Tuesday, March 26, 2013

Legacy of 130 years.


Black Dog Scotch Whisky has a tradition of over 130 years but you would be amazed to know that Scotch Whisky has been in existence since almost 1494 when it evolved from a Scottish drink called ‘uisge beatha’, which means “lively water” or “water of life”.



 Distillation of Scotch Whisky was well established by the late fifteenth century as you can see from the earliest mentions of Scotch Whisky which talked about distilling over 1,500 bottles. Ever wondered what exactly constitutes a Scotch Whisky? According to Scotch Whisky Regulations 2009, ‘Scotch Whisky’ is Whisky that is: 
  • Produced at a distillery in Scotland from water and malted barley.
  • Wholly matured in an excise warehouse in Scotland in oak casks of a capacity not exceeding 700 litres.
  • Retaining the colour, aroma, and taste of the raw materials used in, and the method of, its production and maturation.
  • Containing no added substances, other than water and plain caramel coloring.
  • Comprising a minimum alcoholic strength by volume of 40% (80 US proof)

Scotland was traditionally divided into four regions: The Highlands, Lowland, Islay, and Campbeltown. Speyside, encompassing the Spey river valley in north-east Scotland, once considered part of the Highlands, has almost half of the total number of distilleries in Scotland within its geographic boundaries; consequently it is officially recognized as a region unto itself. Campbeltown was removed as a region several years ago, yet was recently re-instated as a recognized production region. The Islands is not recognized as a region by the Scotch Whisky Association (SWA) and is considered part of the Highlands region.

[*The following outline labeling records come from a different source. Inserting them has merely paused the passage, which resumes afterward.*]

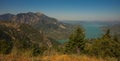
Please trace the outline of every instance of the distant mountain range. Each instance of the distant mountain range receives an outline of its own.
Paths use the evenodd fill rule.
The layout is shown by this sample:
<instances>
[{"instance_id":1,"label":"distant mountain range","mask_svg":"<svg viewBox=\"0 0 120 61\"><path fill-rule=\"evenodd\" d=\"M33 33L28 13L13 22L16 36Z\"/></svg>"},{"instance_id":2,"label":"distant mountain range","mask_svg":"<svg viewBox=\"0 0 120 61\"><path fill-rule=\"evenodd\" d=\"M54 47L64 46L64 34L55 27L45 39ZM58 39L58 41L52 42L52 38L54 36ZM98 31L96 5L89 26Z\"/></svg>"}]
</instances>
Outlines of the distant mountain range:
<instances>
[{"instance_id":1,"label":"distant mountain range","mask_svg":"<svg viewBox=\"0 0 120 61\"><path fill-rule=\"evenodd\" d=\"M0 15L0 21L28 24L39 31L43 31L48 37L56 40L68 38L73 28L69 24L62 23L40 12L19 13L16 15L7 13Z\"/></svg>"}]
</instances>

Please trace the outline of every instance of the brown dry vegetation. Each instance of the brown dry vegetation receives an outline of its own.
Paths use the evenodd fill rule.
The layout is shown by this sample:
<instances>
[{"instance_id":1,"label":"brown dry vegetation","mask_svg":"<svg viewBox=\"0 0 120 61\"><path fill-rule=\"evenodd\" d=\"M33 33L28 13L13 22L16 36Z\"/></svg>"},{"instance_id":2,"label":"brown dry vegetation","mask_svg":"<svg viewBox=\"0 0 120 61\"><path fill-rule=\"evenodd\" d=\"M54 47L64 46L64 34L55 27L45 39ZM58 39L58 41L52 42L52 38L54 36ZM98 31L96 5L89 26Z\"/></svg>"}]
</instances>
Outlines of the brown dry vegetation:
<instances>
[{"instance_id":1,"label":"brown dry vegetation","mask_svg":"<svg viewBox=\"0 0 120 61\"><path fill-rule=\"evenodd\" d=\"M0 55L0 61L117 61L114 58L103 59L86 55L56 54L51 56Z\"/></svg>"}]
</instances>

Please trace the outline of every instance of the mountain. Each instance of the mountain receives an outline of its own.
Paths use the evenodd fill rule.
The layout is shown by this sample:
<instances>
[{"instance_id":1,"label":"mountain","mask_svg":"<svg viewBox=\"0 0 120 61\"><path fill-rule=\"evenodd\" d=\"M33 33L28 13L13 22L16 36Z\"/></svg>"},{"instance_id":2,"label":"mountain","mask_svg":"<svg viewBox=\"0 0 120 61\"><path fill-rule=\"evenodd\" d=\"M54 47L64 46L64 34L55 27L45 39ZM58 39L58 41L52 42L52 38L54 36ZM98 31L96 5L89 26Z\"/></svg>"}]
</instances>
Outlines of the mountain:
<instances>
[{"instance_id":1,"label":"mountain","mask_svg":"<svg viewBox=\"0 0 120 61\"><path fill-rule=\"evenodd\" d=\"M0 15L0 20L28 24L39 31L44 31L48 37L56 40L68 38L72 28L72 26L40 12L19 13L16 15L3 14Z\"/></svg>"},{"instance_id":2,"label":"mountain","mask_svg":"<svg viewBox=\"0 0 120 61\"><path fill-rule=\"evenodd\" d=\"M36 47L48 48L53 45L59 43L28 24L0 21L0 53L7 54L13 49L30 51Z\"/></svg>"}]
</instances>

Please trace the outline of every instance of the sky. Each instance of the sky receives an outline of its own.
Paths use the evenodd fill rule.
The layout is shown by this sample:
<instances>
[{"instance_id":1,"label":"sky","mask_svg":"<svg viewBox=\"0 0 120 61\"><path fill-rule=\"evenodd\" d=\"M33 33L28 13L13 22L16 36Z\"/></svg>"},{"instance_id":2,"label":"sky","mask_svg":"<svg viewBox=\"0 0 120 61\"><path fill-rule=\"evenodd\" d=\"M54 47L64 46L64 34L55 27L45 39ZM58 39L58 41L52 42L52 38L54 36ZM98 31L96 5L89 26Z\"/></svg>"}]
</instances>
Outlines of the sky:
<instances>
[{"instance_id":1,"label":"sky","mask_svg":"<svg viewBox=\"0 0 120 61\"><path fill-rule=\"evenodd\" d=\"M0 15L26 12L58 20L120 20L120 0L0 0Z\"/></svg>"}]
</instances>

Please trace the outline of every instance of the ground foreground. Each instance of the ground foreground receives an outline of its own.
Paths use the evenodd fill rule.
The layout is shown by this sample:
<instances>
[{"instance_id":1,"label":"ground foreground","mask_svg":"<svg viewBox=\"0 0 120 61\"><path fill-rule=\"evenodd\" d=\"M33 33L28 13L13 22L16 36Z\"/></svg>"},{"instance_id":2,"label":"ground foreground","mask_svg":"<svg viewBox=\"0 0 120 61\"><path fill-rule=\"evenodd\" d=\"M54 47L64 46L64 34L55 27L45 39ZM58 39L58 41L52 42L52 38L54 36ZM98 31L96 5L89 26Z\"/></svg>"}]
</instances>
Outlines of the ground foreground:
<instances>
[{"instance_id":1,"label":"ground foreground","mask_svg":"<svg viewBox=\"0 0 120 61\"><path fill-rule=\"evenodd\" d=\"M52 55L27 57L18 55L0 55L0 61L117 61L114 58L102 59L86 55Z\"/></svg>"}]
</instances>

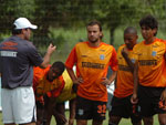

There are two basic types of Scotch whisky, from which all blends are made:

  • Single malt Scotch whisky means a Scotch whisky produced from only water and malted barley at a single distillery by batch distillation in pot stills. 
  • Single grain Scotch whisky means a Scotch whisky distilled at a single distillery but, in addition to water and malted barley, may involve whole grains of other malted or unmalted cereals. “Single grain” does not mean that only a single type of grain was used to produce the whisky—rather, the adjective “single” refers only to the use of a single distillery (and making a “single grain” requires using a mixture of grains, as barley is a type of grain and some malted barley must be used in all Scotch whisky).